打ctf的时候,有时候很烦一些隐藏的敏感文件,如:swp、bak等文件,虽然有FileSensor这个工具了,但用起来不太智能,于是就想着能不能结合下目录扫描+敏感文件泄露,于是就有了以下的研究:hiddenSensor

0x02 对dirsearch的分析

  1. 入口
class Program(object):
    def __init__(self):
        self.script_path = (os.path.dirname(os.path.realpath(__file__)))
        self.arguments = ArgumentParser(self.script_path)
        self.output = CLIOutput()
        self.controller = Controller(self.script_path, self.arguments, self.output)

ArgumentParserCLIOutput没什么好看的,直接看Controller:

 self.fuzzer = Fuzzer(self.requester, self.dictionary, testFailPath=self.arguments.testFailPath, threads=self.arguments.threadsCount, matchCallbacks=matchCallbacks, notFoundCallbacks=notFoundCallbacks, errorCallbacks=errorCallbacks)

跟进fuzzer:

def setupScanners(self):
   if len(self.scanners) != 0:
       self.scanners = {}
   self.defaultScanner = Scanner(self.requester, self.testFailPath, "")
   self.scanners['/'] = Scanner(self.requester, self.testFailPath, "/")
   for extension in self.dictionary.extensions:
       self.scanners[extension] = Scanner(
           self.requester, self.testFailPath, "." + extension)

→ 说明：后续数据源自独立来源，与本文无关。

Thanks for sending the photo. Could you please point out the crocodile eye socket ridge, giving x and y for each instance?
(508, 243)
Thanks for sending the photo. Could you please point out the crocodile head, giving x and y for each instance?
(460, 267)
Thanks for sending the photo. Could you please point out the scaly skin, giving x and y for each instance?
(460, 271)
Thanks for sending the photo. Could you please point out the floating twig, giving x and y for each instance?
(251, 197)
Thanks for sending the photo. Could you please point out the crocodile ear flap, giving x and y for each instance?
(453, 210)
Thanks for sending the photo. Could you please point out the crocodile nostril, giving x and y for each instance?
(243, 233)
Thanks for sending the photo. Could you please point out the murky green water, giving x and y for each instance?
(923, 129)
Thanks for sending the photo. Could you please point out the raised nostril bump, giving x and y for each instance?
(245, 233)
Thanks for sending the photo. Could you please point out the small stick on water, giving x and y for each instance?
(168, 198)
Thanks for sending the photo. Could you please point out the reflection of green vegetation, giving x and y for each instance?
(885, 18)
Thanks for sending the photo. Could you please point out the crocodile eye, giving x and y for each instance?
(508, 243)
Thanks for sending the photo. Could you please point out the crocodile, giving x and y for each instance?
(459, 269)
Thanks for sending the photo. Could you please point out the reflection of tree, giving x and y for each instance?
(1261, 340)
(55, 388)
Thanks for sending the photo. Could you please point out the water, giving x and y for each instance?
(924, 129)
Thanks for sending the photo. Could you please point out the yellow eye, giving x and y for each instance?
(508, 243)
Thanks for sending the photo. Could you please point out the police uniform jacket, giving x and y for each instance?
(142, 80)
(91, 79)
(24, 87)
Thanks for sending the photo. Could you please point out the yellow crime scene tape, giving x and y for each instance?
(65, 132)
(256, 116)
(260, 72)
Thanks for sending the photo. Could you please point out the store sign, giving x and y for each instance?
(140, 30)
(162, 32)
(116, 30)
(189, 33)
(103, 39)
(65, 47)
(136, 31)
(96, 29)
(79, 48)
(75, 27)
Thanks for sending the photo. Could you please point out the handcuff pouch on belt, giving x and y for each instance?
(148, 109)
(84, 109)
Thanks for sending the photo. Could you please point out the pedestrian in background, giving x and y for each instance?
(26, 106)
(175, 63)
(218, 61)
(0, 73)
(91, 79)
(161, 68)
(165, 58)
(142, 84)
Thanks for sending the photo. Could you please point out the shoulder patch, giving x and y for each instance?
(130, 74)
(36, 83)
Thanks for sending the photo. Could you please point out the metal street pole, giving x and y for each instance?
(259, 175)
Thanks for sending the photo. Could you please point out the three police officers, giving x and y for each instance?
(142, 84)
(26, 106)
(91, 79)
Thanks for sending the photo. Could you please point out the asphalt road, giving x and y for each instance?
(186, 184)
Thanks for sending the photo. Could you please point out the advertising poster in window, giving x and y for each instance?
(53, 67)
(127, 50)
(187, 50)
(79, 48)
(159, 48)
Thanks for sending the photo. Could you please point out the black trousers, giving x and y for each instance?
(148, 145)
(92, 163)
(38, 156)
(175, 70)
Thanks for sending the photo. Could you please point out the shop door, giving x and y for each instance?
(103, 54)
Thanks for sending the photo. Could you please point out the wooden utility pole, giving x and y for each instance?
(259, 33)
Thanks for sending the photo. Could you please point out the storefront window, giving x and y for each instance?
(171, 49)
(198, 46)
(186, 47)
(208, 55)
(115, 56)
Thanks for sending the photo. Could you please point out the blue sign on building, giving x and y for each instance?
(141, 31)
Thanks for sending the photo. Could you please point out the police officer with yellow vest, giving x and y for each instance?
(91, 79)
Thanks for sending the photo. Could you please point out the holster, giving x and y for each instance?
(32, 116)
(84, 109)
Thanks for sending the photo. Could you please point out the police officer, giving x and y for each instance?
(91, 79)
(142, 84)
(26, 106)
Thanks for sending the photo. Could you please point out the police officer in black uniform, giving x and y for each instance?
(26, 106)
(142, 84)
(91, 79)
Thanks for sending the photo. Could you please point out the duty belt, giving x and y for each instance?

fuzzer调用了 Scanner, 看来核心就在Scanner里面了:

import re
from difflib import SequenceMatcher

from lib.utils import RandomUtils
from thirdparty.sqlmap import DynamicContentParser


class ScannerException(Exception):
    pass


class Scanner(object):
    def __init__(self, requester, testPath=None, suffix=None):
        if testPath is None or testPath is "":
            self.testPath = RandomUtils.randString()
        else:
            self.testPath = testPath
        self.suffix = suffix if suffix is not None else ""
        self.requester = requester
        self.tester = None
        self.redirectRegExp = None
        self.invalidStatus = None
        self.dynamicParser = None
        self.ratio = 0.98
        self.redirectStatusCodes = [301, 302, 307]
        self.setup()

    def setup(self):
        firstPath = self.testPath + self.suffix
        firstResponse = self.requester.request(firstPath)
        self.invalidStatus = firstResponse.status
        if self.invalidStatus == 404:
            # Using the response status code is enough :-}
            return

        # look for redirects
        secondPath = RandomUtils.randString(omit=self.testPath) + self.suffix
        secondResponse = self.requester.request(secondPath)
        if firstResponse.status in self.redirectStatusCodes and firstResponse.redirect and secondResponse.redirect:
            self.redirectRegExp = self.generateRedirectRegExp(firstResponse.redirect, secondResponse.redirect)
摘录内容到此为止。